Saturday, August 23, 2008

Does the Hero Shrew have a Functional Analogue?

Scutisorex somereni* (or the hero/armored shrew) is a member of the order Soricomorpha and family Crocidurinae which has derived vertebrae morphology quite unlike even its close relatives** (Allen 1917). The book Axial Character Seriation in Mammals by Aaron G. Filler (p. 65) proclaims that these vertebrae represent the most bizarre and unusual axial morphology from an amniote and the Culliane et al. 1998./Culliane and Aleper 1998 papers cite East African Mammals II by J. Kingdon who is of the opinion that the spinal morphology is probably the most derived among vertebrates. Statements like this made a blog post all but inevitable, but there was at least one fascinating claim I wasn't aware of. Darren Naish's post on his dead mole and a post on Emile's blog alerted me to the North American Upper Oligocene hedgehog Proterix (order Erinaceomorpha) which may have some similarities with Scutisorex.

* S. somereni = S. congicus. The former was erroneously thought to be a distinct species by Allen 1917.
** There is a chance that the hero shrew is a member of Sylvisorex.

From Fig. 6 of Gawne 1968. These appear to be lumbar vertebrae (there is no indication of ribs) arranged so the anterior-most one is on the left.
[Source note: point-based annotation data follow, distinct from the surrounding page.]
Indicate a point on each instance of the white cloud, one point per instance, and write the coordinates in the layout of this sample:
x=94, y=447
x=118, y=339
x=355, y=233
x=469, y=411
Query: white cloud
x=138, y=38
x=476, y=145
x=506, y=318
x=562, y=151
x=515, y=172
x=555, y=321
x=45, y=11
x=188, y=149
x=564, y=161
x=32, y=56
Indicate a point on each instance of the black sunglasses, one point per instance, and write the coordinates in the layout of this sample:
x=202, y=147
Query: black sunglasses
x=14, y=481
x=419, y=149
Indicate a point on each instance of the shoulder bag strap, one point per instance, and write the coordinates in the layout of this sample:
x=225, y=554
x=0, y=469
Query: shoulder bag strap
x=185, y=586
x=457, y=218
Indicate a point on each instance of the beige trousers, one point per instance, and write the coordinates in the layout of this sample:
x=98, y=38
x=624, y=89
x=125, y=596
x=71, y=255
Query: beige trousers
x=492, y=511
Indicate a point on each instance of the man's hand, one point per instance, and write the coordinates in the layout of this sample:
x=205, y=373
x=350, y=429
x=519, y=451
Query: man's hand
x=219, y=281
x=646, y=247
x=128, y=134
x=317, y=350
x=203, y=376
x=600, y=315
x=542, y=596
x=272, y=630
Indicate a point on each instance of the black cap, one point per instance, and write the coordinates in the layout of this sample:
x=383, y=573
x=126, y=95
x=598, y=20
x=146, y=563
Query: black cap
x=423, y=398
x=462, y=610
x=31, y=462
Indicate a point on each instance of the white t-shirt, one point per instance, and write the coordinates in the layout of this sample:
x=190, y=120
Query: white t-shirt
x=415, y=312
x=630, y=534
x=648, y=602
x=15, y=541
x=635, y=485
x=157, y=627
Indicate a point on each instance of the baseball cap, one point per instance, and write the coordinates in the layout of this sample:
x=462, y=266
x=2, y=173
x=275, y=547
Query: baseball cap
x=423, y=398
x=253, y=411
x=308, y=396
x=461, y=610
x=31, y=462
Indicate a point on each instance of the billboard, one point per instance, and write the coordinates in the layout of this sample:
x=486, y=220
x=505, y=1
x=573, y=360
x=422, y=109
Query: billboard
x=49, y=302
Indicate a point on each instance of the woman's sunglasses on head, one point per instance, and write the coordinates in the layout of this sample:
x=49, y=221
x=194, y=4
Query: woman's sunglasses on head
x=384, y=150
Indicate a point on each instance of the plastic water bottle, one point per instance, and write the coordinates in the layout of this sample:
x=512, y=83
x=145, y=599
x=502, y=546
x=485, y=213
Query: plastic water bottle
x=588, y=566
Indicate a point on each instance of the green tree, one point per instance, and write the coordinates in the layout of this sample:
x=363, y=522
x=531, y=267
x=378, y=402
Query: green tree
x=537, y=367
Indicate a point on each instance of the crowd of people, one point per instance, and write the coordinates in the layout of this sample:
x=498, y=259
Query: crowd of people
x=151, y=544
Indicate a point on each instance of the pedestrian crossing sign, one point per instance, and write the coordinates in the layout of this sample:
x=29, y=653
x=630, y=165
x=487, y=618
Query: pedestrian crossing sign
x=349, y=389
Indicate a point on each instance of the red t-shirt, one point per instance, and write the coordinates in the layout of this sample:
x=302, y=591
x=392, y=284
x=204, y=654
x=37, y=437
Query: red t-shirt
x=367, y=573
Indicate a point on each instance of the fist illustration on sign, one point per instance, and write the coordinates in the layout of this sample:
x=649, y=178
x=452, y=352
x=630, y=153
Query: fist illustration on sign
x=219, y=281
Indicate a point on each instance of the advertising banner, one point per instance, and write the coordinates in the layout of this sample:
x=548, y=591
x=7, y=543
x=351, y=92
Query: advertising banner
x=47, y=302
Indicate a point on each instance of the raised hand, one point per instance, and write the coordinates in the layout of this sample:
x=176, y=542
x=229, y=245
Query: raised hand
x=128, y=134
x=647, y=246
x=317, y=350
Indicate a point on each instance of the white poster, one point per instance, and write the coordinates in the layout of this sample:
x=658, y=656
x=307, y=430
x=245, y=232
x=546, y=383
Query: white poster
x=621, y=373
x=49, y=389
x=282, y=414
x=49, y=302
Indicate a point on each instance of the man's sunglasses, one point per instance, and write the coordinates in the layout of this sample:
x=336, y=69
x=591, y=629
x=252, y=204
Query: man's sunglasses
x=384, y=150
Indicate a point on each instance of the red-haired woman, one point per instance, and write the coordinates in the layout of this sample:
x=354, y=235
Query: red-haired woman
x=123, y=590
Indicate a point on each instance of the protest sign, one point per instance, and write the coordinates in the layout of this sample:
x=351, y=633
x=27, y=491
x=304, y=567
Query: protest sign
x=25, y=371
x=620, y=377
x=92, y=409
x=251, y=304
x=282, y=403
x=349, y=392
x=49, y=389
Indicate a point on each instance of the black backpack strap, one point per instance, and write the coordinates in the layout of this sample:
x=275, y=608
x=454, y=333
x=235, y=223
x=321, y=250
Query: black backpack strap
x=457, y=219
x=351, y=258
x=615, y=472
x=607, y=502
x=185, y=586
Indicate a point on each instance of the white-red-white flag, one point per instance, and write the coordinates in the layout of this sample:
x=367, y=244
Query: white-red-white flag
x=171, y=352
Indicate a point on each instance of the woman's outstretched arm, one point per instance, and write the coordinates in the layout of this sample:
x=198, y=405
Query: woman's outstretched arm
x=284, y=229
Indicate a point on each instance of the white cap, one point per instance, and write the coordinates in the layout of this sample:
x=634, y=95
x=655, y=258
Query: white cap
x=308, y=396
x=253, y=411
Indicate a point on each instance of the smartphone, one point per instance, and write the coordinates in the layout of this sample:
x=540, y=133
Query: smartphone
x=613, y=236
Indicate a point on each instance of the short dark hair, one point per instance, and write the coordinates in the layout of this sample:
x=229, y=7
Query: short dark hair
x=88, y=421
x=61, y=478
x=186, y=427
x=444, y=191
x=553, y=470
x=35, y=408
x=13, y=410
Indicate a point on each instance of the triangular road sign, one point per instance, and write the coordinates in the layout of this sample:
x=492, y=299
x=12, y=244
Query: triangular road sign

A is lateral, B is ventral and C is dorsal.

The massive vertebrae of the Proterix species (P. loomisi and P. bicuspis) have their sides covered by large vertical plates which extend above and below the body of the vertebrae and overlap posteriorly (Gawne 1968). It doesn't seem clear in the illustration but the spines extend about 3 mm above the plates (Gawne 1968). The vertebrae allow for free vertical movement but the plates allow for very little lateral movement and twisting (Gawne 1968). Emile's blog informs us about Dougal Dixon's portrayal of Proterix as a mole-like animal with compressed and reinforced vertebrae as an adaptation for burrowing*, plating on the head and, oh, limblessness. Gawne doesn't mention any of this and since her paper is the most recent that I'm aware of, where is this information coming from? Skulls and teeth (and in this case, massive vertebrae) fossilize readily thanks to their density and it needs to be said that Proterix also lacks fossilized cervical and dorsal vertebrae; absence of fossilization in such incomplete specimens cannot be taken as evidence of actual absence. Maybe there are informally undescribed Proterix specimens out there which show vestigial limb bones and conform to Dixon's portrayal, but until they're formally published I will continue to regard the limb morphology and lifestyle of Proterix as an open question.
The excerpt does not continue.